This attitude was definitely born of the pre-WWII era.  The generation of my grandparents had an outsized influence on the generations to come, and certainly on me.  Their attitudes were formed by twin understandings.  On one hand, this generation grew up during the scarce times of the Depression, followed by the scarce times of the War.  They lived by the motto: use it up, wear it out, make it do, do without.  On the other hand, they lived during a time before cheap plastic crap.  Their bicycles might have been heavy, but they were sturdy.  The same was true of everything built before the War, from bookshelves to bed frames.  I don’t know if the members of my family from that generation actively venerated well-made old things or not, but they certainly kept well-made things for a long time.  Part of me wonders if it’s simply a matter of, if you wanted a warm coat in the thirties, your choices were:  wool or wool.  Stuff was well made because there really wasn’t an alternative, and all the better if there was a serviceable old version that could be brought into use.  

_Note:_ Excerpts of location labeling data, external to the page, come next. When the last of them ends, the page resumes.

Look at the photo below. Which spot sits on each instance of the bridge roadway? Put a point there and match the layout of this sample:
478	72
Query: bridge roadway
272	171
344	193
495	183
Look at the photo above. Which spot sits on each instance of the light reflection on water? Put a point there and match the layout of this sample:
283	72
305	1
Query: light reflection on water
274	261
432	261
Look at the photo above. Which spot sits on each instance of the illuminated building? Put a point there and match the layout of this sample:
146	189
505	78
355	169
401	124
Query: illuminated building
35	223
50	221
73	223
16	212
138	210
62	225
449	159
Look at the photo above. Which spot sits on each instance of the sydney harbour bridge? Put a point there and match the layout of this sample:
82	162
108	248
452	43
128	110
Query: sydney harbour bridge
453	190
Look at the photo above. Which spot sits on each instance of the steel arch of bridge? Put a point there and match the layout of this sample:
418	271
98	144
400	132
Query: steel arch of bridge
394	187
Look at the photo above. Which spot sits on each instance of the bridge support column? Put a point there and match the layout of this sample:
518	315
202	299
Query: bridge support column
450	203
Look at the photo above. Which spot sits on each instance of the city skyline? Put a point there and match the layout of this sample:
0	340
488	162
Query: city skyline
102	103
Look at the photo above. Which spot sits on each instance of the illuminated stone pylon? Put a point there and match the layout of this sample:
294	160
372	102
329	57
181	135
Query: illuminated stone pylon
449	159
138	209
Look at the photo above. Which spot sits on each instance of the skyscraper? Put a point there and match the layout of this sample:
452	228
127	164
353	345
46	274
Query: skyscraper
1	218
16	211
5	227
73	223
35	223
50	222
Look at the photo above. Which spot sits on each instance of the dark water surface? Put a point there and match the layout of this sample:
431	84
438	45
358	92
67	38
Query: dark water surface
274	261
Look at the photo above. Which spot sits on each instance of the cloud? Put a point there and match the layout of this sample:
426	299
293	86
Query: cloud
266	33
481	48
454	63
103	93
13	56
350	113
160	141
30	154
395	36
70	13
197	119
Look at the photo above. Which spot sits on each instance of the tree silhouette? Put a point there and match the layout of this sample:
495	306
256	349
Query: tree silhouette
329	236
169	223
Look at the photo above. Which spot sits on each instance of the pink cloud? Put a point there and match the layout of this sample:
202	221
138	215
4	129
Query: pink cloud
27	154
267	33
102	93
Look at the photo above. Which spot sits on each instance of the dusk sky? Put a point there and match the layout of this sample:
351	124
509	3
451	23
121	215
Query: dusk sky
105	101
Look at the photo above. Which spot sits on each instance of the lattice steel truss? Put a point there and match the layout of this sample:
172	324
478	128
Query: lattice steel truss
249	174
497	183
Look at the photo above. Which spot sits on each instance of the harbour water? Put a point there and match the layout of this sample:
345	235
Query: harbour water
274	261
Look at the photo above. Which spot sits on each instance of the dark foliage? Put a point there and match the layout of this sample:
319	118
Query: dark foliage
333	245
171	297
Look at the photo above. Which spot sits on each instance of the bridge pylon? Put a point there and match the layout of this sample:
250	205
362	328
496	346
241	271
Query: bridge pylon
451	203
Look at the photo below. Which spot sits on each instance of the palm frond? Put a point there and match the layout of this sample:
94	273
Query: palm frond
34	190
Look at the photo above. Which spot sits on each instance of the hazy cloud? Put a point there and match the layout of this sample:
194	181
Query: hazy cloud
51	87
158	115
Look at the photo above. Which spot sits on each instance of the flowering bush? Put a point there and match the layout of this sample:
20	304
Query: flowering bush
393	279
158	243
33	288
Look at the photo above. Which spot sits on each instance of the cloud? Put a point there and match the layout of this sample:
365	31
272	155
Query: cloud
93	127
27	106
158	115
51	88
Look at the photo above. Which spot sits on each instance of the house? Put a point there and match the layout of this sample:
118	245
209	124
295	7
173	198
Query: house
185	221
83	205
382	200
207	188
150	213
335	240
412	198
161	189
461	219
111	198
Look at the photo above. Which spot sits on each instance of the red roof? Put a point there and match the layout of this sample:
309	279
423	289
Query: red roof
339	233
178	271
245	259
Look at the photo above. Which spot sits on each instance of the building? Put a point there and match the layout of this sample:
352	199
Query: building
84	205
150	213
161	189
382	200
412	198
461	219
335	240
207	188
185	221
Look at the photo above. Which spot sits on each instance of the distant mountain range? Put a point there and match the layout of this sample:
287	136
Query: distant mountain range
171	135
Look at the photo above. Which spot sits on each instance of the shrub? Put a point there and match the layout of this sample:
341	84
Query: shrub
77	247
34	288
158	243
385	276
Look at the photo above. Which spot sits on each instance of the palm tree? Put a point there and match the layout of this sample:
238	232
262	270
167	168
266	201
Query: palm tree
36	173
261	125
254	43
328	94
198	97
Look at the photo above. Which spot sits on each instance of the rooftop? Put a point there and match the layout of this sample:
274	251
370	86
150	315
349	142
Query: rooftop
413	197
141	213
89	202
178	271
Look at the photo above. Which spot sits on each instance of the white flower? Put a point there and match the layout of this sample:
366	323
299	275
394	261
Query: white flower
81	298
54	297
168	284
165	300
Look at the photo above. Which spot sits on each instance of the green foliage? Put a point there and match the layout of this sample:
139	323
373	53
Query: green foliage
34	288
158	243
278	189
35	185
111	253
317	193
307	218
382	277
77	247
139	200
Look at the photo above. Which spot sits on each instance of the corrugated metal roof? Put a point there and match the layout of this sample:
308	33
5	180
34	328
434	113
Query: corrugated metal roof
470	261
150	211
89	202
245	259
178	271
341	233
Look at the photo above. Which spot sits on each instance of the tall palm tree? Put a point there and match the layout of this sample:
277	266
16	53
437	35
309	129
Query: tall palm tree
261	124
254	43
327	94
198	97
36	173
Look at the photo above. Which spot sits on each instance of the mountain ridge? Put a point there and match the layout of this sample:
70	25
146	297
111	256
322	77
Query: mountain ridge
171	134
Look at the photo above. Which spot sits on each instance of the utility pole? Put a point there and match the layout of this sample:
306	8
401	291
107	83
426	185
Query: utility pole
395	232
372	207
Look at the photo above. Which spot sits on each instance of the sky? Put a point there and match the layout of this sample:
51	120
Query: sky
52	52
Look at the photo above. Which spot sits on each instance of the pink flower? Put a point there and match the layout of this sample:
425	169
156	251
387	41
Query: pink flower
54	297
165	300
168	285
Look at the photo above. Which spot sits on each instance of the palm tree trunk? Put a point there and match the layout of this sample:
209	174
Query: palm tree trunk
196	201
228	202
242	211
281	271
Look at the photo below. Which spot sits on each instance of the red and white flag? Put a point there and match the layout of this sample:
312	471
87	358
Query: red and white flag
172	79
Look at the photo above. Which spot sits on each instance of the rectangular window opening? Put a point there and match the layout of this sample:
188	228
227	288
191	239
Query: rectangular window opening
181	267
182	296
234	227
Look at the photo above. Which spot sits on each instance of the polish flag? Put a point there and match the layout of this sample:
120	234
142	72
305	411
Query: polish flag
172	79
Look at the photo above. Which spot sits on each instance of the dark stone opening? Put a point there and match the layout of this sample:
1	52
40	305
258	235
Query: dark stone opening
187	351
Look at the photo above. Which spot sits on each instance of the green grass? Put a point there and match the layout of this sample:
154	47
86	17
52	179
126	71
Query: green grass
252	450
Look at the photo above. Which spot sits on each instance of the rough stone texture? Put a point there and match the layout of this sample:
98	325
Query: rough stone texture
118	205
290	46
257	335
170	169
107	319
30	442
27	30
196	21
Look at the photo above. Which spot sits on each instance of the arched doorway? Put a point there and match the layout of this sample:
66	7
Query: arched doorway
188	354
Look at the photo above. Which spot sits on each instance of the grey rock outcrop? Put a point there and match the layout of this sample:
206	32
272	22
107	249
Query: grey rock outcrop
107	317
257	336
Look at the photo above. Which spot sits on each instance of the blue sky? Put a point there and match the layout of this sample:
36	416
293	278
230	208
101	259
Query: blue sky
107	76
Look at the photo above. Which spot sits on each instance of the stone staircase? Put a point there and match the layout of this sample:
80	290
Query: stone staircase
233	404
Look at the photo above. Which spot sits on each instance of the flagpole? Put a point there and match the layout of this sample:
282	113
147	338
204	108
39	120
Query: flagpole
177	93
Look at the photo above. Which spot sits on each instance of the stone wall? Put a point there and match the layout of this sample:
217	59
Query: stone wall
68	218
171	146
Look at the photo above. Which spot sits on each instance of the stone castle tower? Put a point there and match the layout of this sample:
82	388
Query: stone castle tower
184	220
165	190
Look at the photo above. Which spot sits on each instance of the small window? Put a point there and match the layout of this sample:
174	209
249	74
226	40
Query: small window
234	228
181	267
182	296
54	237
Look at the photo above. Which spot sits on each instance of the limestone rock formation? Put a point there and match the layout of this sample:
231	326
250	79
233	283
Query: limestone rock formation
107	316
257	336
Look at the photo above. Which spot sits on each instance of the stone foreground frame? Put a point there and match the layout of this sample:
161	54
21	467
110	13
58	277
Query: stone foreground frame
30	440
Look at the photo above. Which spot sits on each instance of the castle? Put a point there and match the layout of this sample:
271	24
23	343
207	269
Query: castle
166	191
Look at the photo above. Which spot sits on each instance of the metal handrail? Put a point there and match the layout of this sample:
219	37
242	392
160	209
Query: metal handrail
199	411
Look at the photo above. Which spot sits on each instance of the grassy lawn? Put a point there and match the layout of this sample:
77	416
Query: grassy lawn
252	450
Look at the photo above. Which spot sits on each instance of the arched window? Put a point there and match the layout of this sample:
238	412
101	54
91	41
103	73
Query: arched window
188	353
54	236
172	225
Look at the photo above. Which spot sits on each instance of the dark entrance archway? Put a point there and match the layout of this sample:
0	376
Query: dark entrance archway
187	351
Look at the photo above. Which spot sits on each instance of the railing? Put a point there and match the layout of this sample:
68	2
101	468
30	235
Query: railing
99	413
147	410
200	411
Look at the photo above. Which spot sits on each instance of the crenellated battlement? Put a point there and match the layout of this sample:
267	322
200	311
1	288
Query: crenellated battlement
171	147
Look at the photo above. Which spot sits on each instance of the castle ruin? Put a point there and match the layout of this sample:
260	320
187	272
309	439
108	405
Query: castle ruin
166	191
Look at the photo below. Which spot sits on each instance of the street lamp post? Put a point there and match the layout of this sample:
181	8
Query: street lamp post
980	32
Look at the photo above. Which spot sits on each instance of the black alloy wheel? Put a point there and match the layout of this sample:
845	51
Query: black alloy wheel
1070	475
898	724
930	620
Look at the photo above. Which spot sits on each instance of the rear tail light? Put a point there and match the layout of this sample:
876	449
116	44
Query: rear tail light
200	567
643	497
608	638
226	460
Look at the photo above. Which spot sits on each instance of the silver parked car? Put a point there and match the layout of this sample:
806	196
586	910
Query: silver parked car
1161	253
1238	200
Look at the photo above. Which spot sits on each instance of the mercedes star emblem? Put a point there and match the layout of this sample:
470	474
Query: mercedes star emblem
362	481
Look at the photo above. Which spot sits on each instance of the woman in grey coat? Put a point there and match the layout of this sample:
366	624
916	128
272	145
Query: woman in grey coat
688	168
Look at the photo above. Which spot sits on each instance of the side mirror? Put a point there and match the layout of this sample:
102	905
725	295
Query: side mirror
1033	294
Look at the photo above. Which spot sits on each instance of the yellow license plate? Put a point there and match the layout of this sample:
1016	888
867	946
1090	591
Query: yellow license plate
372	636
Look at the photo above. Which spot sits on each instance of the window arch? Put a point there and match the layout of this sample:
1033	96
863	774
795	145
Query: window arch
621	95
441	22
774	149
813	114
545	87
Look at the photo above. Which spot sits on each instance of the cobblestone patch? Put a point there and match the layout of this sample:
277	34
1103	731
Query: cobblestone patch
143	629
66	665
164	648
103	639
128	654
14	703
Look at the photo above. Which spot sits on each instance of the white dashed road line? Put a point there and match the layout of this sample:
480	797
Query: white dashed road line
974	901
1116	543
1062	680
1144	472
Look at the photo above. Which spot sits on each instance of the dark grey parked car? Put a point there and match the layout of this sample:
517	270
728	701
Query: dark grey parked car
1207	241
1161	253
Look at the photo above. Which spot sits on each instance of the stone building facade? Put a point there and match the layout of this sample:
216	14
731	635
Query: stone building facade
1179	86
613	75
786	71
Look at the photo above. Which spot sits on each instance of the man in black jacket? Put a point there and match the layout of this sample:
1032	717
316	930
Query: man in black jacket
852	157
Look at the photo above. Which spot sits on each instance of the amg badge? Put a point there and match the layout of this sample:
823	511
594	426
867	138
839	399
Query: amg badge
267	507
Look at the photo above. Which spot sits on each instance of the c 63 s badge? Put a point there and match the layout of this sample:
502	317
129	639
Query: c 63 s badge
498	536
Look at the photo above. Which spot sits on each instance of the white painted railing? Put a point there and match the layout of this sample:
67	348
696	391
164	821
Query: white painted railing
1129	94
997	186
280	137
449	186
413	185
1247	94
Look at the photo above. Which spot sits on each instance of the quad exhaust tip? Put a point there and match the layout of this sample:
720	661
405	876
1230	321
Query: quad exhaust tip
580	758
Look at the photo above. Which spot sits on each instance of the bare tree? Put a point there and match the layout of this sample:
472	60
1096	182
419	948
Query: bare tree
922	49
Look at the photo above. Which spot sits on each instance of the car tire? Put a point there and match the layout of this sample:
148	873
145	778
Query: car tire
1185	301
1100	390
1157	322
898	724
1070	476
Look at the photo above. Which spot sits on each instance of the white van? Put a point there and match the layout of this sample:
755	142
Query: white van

Meanwhile, I love building and fixing things.  My cat needs a way to get from the basement floor up to the cat door at eye-level?  Build a clever ramp.  Need more counter space in the kitchen?  No problem – just build it.  And of course there are shows for that.  My absolute favorite are the YouTube videos of people who “rescue” old rusted swords and knives and axes and make them beautiful again.  I can disappear down that rabbit hole for a long time…

The Venn diagram overlap of these two sensibilities came to a crashing head recently.        

The other day, I was admiring an old wall clock at my brother’s house.  We got to talking about how hard it is to maintain these old clocks, how our community does have a fellow who repairs old clocks, but that his talents are a rare commodity and when he retires, we’ll all have to send our clocks to Seattle or Portland to get them fixed.  Ah ha!  A little light-bulb went off in my head.  I maintain an old clock too, and it was long overdue to be oiled.

It’s one of my most prized possessions, though a quick search of the interweb shows that it’s not really worth that much in dollar terms.  I’ve noticed that the value I put on old, well-built things is usually far in excess of what they would actually fetch on the open market.  This clock came to me by way of my paternal grandmother, who, in turn came by it from her mother, who received it as a wedding gift from her brother in 1914.  

That brother would number among the more than 26,000 Americans who perished in the Argonne region of France in the last days of WWI.  This little bit of information is a good example of what drags me so deeply into the singularity of nostalgia.  When I look at the clock, accurately ticking away in my living room, I am in direct contact with those lives who also looked into its silvered face, who also dusted it’s adamantine shoulders.  When I wind it’s mechanisms, my hand is operating the same levers my grandmother operated and her mother before her.  It’s as real as I think ghosts can be.

I pull the clock from it’s overlook and set it out on the table.  I’ve laid a towel on the table so no little dropped parts will go bouncing off the edge.  In a fever-dream a week before, a few clicks on Amazon bought me a little bottle of synthetic clock oil and a book on how to repair clocks.  The book is dense, written by someone who doesn’t write books.  It has interesting information, but is far less handy than the hours of YouTube videos I have watched in preparation for this moment.  I take a deep breath.  Am I really going to do this?  Am I really going to put this object at risk of my, admittedly, shaky hands?  I am.  I figure, the worst that can happen is that I’ll have to take my clock to the old clock repair dude to be put to rights.  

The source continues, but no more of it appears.